The reaction in favor of a more sensible dress which followed was of brief duration. During this time, however, the long trains were seldom seen, and thoughtful women began to hope that the arbitrary rule of fashion was over. It was not long, however, before the panier period arrived, and what was popularly known as the pull-back was accepted as the correct style in fashion's world. Of this latter conceit little need be said, for it has so recently passed from view that all remember its peculiarity, which to the ordinary observer seemed to be a settled determination on the part of its originators to render walking as difficult and fatiguing as possible, while fully exposing the outline of the wearer's body below the waist at every step. What in '60 or '70 would have been accounted the height of indecency, is in the eighties perfectly proper in the fashionable world. During this time it was not enough to have the skirts very narrow, they must at every step give the outline of the limbs [or as our Minnesota solon would put it, nether limbs], hence we find the pull-backs in which "two shy knees appeared clad in a single trouser."

1878. The period of the tie-back, narrow skirts, and enormous trains. The tie-backs of 1878 and 1879.

The pull-back of 1886. Fashionable walking costume early in the seventies. Woman appreciating the fact "that it is her mission to be beautiful." See page 405.

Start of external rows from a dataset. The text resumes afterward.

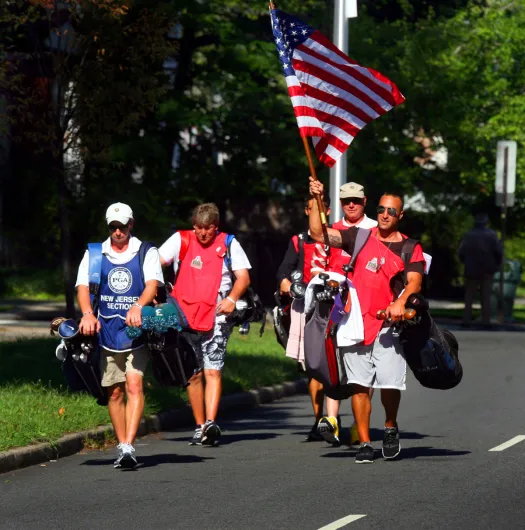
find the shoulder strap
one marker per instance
(143, 250)
(228, 257)
(407, 250)
(300, 250)
(95, 269)
(360, 241)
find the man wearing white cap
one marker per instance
(353, 202)
(124, 290)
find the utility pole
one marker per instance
(343, 10)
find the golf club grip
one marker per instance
(408, 315)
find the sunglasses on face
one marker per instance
(113, 228)
(391, 211)
(355, 200)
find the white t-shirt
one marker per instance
(170, 250)
(365, 222)
(152, 268)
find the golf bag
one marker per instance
(430, 352)
(173, 359)
(80, 356)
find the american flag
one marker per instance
(333, 97)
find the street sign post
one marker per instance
(505, 189)
(343, 10)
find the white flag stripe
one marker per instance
(345, 77)
(315, 82)
(337, 132)
(291, 80)
(333, 152)
(337, 111)
(323, 50)
(308, 121)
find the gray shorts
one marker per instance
(378, 365)
(211, 347)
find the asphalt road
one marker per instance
(264, 477)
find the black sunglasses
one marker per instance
(113, 228)
(391, 211)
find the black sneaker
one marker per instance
(313, 435)
(365, 454)
(391, 445)
(197, 436)
(210, 433)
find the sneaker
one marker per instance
(354, 434)
(197, 436)
(391, 445)
(313, 435)
(328, 428)
(125, 456)
(365, 454)
(210, 433)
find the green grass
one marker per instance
(36, 405)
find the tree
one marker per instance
(75, 76)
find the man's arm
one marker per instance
(314, 219)
(396, 309)
(242, 282)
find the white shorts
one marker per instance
(378, 365)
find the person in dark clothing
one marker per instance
(310, 258)
(481, 252)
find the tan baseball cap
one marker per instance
(351, 189)
(119, 212)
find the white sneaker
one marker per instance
(125, 456)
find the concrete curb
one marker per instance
(73, 443)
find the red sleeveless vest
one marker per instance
(338, 257)
(308, 253)
(373, 288)
(199, 280)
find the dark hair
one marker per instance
(326, 201)
(396, 195)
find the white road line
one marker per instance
(511, 442)
(342, 522)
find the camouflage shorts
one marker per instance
(211, 347)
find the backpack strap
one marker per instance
(228, 257)
(301, 238)
(95, 270)
(360, 241)
(144, 248)
(407, 250)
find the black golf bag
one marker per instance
(80, 356)
(430, 352)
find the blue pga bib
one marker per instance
(120, 287)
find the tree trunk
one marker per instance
(65, 237)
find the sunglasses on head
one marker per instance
(391, 211)
(113, 228)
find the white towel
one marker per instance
(351, 329)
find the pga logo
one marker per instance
(120, 280)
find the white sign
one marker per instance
(511, 167)
(351, 8)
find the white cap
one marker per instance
(119, 212)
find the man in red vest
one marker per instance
(207, 289)
(377, 362)
(310, 258)
(353, 202)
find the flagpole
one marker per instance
(313, 173)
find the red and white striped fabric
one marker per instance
(333, 97)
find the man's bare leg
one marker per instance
(117, 410)
(196, 397)
(134, 405)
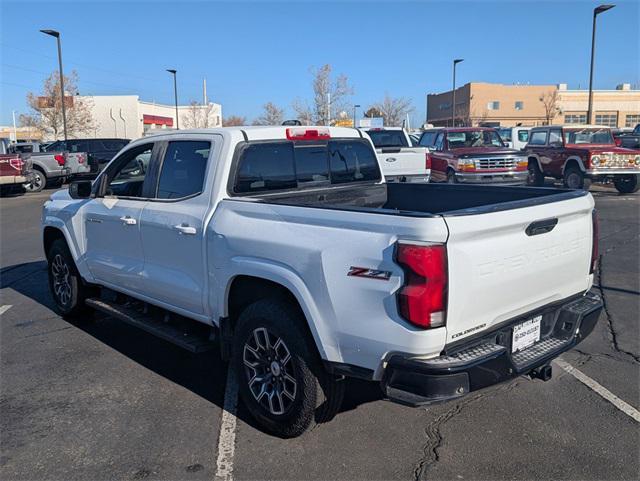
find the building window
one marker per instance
(608, 120)
(575, 119)
(632, 120)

Such have been the inconsistencies, incongruities, and absurdities of fashion as illustrated in the past three decades, in view of which one may well ask whether in fashion's eyes women are such paragons of ugliness that these ever-varying styles (introduced, we are seriously informed, to conserve to her beauty,) are absolutely essential, and by what rule of art can we explain the fact that the ponderous hoopskirt was the essential requirement of beauty in the sixties and the enormous bustles demanded in the seventies. The truth is, fashion is supremely indifferent alike to all laws of art and beauty, health and life, decency and propriety—a fact that must be patent to any thoughtful person who examines the prevailing styles of a generation. I submit that the wildest extremes to which well-meaning but injudicious dress reformers have gone in the past have been marked by nothing more inartistic than the costume of the reigning belle in 1860. Each successive decade has been marked by an extreme which, surveyed from the vantage ground of the present, is as ridiculously absurd as it has been wanting in beauty Nowhere have the laws of true art been so severely ignored as in the realm of fashion. Yet this view of the problem palls into insignificance when we come to examine the question from the standpoint of health and life.